Victory Lap Retirement
By: Mike Drak and Jonathan Chevreau
]Retirement as we once knew it doesn't work anymore. I've always believed once you have your financial house in order it would free you up to do the things you love to do and would help to give your life more meaning and balance. Imagine the luxury of working because you want to — not because you have to. No one wants life to be a series of takeaways.
This book reinforces my desire to stay in the game. After retiring from TD Bank Financial Group where I enjoyed working for 33 years, I am loving and personally thriving on my "victory lap." This book is a new way to define retirement and a must-read if you are looking for strategies to retire right.
The Big Short
By: Michael Lewis
Even though the book was released in 2010, it is still a must-read today. It exposes how raw greed governs the markets and how average investors saving for honest retirements pay the price. It’s not a book about what happened in the 2008 global financial meltdown. It’s a book about what will keep happening to those who don’t manage risk in their portfolios.
The Revenge of Analog
By: David Sax
It’s not just aging baby boomers looking for nostalgia who are snapping up vinyl records, paper notebooks and even old-fashioned analog film in ever greater numbers. One of the most surprising trends detailed in David Sax’s latest book is just how young buyers of entirely non-digital products are getting, raising the hopes among those who still love real, physical things that they are not going away entirely.
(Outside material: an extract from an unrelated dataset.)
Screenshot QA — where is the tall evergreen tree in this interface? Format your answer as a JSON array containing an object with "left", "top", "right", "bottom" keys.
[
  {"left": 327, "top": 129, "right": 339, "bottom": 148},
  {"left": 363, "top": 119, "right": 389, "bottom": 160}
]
Fascinating historical details and intriguing questions about the future make this a must-read for anyone without a computer science degree who nonetheless wants to start an innovative new enterprise with a devoted, younger following.
Competing Against Luck
By: Clayton Christensen, Taddy Hall, Karen Dillon and David Duncan
In his 1997 book ‘The Innovator’s Dilemma,’ Clay Christensen popularized the term “disruptive innovation.” In ‘Competing Against Luck,’ Christensen re-examines the role of the customer in making todays disruptors (Amazon, Netflix, Uber, Airbnb) successful.
Empire of Cotton: A Global History
By: Sven Beckert
Beckert, who has been hailed as “one of the new elite of genuinely global historians,” documents the seminal role of this one commodity in shaping our modern world and capitalism itself. The production of cotton cloth and garments helped ignite the Industrial Revolution. And there’s a dark side: Europeans paid for slaves with cotton and shipped the captives across the Atlantic to cultivate the crop. We interviewed Beckert on BNN in late 2015.
This Vast Southern Empire: Slaveholders at the Helm of American Foreign Policy
By: Matthew Karp
The book argues that “when the United States emerged as a world power in the years before the Civil War, the men who presided over the nation’s triumphant territorial and economic expansion were largely southern slaveholders.”
It says these leaders ensured that preserving and promoting slavery became a central goal of U.S. foreign policy. “They worked energetically to modernize the U.S. military, while steering American diplomacy to protect slavery in Brazil, Cuba, and the Republic of Texas.”
The global oil and gas industry: Management, Strategy and Finance
By: Andrew Inkpen and Michael Moffet
This book is easy to read and simply lays out the big issues and players in the oil and gas industry. It's worth reading especially as Canadians continue to struggle with the balance of protecting the environment while exporting more of our natural resources. And it's timely! A recent senate interim report on pipelines recommends improving public knowledge on pipelines to help Canadians better understand projects and processes.